Beberapa dari mereka telah lolos penerimaan mahasiswa baru lewat jalur SNBP (Seleksi Nasional Berdasarkan Prestasi), dan beralih kesibukkannya kepada proses administrasi masuk perguruan tinggi.
Lolos SNBP adalah hal yang didambakan semua calon mahasiswa yang mengikuti seleksi. Namun siapa sangka, rupanya ada beban berat diluar dugaan yang menimpa mereka.
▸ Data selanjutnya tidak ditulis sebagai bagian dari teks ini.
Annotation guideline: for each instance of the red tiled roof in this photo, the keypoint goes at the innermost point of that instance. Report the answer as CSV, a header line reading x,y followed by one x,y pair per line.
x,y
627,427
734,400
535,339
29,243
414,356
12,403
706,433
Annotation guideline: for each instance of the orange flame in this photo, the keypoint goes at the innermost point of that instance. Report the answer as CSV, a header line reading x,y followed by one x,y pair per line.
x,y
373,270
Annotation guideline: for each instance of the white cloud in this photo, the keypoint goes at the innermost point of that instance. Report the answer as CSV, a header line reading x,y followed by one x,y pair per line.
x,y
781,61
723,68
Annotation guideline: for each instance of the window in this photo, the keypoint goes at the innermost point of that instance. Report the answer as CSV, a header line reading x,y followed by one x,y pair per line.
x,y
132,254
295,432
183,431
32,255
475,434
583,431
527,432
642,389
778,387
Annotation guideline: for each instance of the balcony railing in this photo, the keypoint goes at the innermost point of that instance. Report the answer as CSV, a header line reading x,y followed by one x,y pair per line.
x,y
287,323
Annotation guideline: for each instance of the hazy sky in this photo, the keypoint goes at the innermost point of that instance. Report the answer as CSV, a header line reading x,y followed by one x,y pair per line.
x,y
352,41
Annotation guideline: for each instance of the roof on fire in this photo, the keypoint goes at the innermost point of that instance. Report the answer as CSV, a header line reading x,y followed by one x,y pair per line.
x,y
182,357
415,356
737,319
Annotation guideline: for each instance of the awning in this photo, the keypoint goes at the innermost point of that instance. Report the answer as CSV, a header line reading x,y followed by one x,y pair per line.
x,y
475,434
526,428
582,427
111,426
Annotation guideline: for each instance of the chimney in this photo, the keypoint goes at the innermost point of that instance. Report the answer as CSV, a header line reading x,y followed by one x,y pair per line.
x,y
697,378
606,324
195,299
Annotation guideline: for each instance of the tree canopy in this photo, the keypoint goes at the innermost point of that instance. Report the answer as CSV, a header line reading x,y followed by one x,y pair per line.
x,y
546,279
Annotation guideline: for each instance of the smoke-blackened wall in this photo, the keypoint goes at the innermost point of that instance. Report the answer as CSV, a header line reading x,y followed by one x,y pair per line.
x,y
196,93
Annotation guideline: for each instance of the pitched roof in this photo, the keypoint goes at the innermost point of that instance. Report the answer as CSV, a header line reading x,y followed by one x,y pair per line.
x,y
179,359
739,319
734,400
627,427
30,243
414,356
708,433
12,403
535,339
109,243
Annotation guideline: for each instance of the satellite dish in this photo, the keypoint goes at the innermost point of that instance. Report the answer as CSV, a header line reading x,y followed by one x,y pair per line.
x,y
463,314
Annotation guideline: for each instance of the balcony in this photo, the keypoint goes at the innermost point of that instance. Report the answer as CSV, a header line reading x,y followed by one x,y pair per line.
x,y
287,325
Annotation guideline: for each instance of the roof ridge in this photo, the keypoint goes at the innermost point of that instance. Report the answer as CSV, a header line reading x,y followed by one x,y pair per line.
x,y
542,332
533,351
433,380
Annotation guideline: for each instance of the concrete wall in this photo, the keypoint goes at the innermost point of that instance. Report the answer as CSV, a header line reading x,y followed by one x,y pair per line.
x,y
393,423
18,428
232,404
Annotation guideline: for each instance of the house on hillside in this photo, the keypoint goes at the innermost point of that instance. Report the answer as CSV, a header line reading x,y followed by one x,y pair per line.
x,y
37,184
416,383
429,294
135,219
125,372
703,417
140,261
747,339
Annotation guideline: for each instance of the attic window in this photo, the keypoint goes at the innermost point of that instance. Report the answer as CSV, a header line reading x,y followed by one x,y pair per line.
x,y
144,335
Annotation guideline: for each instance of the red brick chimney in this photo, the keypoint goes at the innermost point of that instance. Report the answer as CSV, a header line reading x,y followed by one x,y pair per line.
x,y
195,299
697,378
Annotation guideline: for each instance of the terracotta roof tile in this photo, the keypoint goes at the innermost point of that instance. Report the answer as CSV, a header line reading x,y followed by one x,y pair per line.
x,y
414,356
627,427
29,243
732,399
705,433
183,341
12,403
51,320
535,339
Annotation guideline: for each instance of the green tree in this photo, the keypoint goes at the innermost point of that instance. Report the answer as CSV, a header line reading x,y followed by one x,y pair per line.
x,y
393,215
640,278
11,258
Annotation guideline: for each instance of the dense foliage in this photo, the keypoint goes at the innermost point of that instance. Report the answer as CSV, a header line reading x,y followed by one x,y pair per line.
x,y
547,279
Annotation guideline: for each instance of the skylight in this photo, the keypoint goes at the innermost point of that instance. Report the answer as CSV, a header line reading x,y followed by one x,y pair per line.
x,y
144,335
Muncul sebuah berita mengejutkan, bahwa beberapa perguruan tinggi negeri menaikkan angka UKT (Uang Kuliah Tunggal).
UKT yang selama ini terkesan sudah mahal, rupanya akan menjadi lebih mahal lagi dan jelas hal ini akan semakin mengurangi peluang bagi anak bangsa untuk dapat mengenyam Pendidikan tinggi.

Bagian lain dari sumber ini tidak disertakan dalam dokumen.